ARCHE Suite documentation

Documentation for the ARCHE repository software stack

View the Project on GitHub acdh-oeaw/arche-docs

Dissemination services

Introduction

The way data are stored in arche is quite often not suitable for direct use, especially by humans. Who wants to browse trough metadata in raw RDF? Or view a book as a raw TEI-XML?

Dissemination services address this issue by providing transformations of arche resources into formats useful for dissemination, e.g. render TEI-XML into an HTML webpage a human being can esily view or transform RDF metadata into a BibLaTeX bibliographic entry you can use in you bibliography management software.

It’s worth noting that in most cases it’s not feasible to avoid dissemination services by putting resources being already in dissemnation-friendly formats into the arche. First, there are typically plenty of dissemination formats we want to offer and this would bring a lot of data duplication and all problems connected with the data duplication (most importantly issues with keeping copies in sync and data volume issues). Second, this would make long term maintenance troublesome as once we want to adjust a given dissemination format we need to reprocess all repository resources (in technical terms we would say it breaks the separation between data and presentation).

Definitions

In the spoken language a dissemination service has two meanings which are used interchangeable:

  1. The service providing the transformation.
    This is the technically correct meaning.
    • It’s worth noting that from arche architecture point of view the repository browsing GUI or the OAI-PMH endpoint are also dissemination services in this meaning (the first one disseminates metadata as a webpage and the latter one transforms resource’s arche metadata into OAI-PMH metadata).
  2. A set of rules describing which dissemination services (in the 1st meaning) are availble for a given resource.
    To avoid confusion this is called a mapping below.

Architecture

It’s worth noting that the arche-core is not aware of dissemination services. The whole dissemination service logic is provided by higher layers of the arche software stack: arche-lib-disserv and arche-resolver.

Dissemination service

Dissemination service in arche is any web service able to consume data stored in arche.

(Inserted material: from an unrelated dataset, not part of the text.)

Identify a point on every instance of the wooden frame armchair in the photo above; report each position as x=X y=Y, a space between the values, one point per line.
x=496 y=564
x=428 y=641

It can be hosted anywhere. It doesn’t matter if it can deal only with arche resources or also with other data. It just has to be reachable using an HTTP GET request and it must be able to fetch an arche resource on its own (e.g. from an URL passed to it as a part of the GET request).

Limitations

A dissemination service must be able to fetch the arche resource on its own based on the data passed to it by a GET request. It means:

Mappings data model

(Dissemination service) mappings is a set of rules for:

  1. Matching arche resources with dissemination services able to transform them.
  2. Generating an HTTP request to the dissemination service based on the arche resource metadata.

The data model for both is determined by the arche-lib-disserv library.

Mappings are defined in RDF and represented in the arche as a set of (pretty ordinary) resources.

It means you prepare mappings definitions as an RDF file and ingest them into arche as any other set of metadata.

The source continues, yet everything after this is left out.